Но, очевидно, пора уже возвратиться на КП нашей 1-й гвардейской армии, которая в конце октября 1942 года на короткий срок прекратила свое существование. Мы "отключились" от ее дел после того, как Л. Ф. Минюк по приказу Г. К. Жукова показал мне "слепую" учебную карту с графически изображенным планом наступления трех наших крупных группировок войск.
- Ну как,- спросил Георгий Константинович,- нравится? В какой, по-твоему, срок сумеем уложиться? Ведь вы, штабники, всегда требуете побольше времени на подготовку.
- В данном случае,- ответил я,- на длительный срок претендовать никак нельзя.
- Это почему же? - нарочито удивился Жуков.
- Вражеская группировка,- сказал я,- пока сохраняет наступательное построение и оперативными резервами не располагает. Не сомневаюсь, что в ближайшее время, убедившись в бесполезности дальнейшего наступления и предвидя наступление зимы, немцы начнут переход к жесткой обороне. Они укрепят свои фланги, подготовят мощную систему огня, выделят подвижные резервы. Тогда наша задача во много раз усложнится.
- Правильно,- согласился Жуков.- Тогда давай, действуй, не ожидая прибытия нового начальства,- ведь ты возглавишь оперативное управление штаба фронта.
Я хотел было узнать, кто будет командовать фронтом, но заместитель Верховного продолжал:
- Два соседних фронта оказались в более выгодном положении: Еременко и Рокоссовский еще в начале октября проинформированы Василевским о сущности данного замысла.

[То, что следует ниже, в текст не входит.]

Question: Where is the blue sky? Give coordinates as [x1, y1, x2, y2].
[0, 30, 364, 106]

Они, конечно, уже развернули подготовку, хотя и очень скрытную. Вашему же фронту, который существует пока лишь на бумаге, времени остается очень мало. Поэтому нельзя терять ни одного часа. С группой из нескольких штабных работников сделай возможно более конкретный расчет сил и средств для первого этапа операции. Выяви наиболее перспективные маршруты движения трех танковых корпусов, которые сейчас на подходе. Особое внимание удели участкам, на которых целесообразнее и легче форсировать Дон. Наше счастье, что есть плацдарм, A то пришлось бы дважды с боем преодолевать реку.
Я спросил Г. К. Жукова, как будут распределены танковые корпуса.
- Все отдадим Романенко, он будет командовать 5-й танковой армией и наступать с серафимовичского плацдарма,- быстро ответил Георгий Константинович. И тут же поправился: - Отставить. Ведь Чистяков взял Клетскую. Если он надежно там закрепится и расширит плацдарм - отдадим корпус Кравченко ему, а Романенко сделает свое дело и с двумя...
Нравится мне этот человек,- добавил после короткой паузы Г. К. Жуков, и лицо его осветилось улыбкой.- Прокофий будет в своей стихии. По своей натуре он как нельзя лучше подходит именно для такого вот стремительного броска. Притом осуществляется его мечта о мощной ударной танковой армии, о ней он с таким энтузиазмом говорил на сборах высшего комсостава еще перед войной, в декабре 1940 года{228}.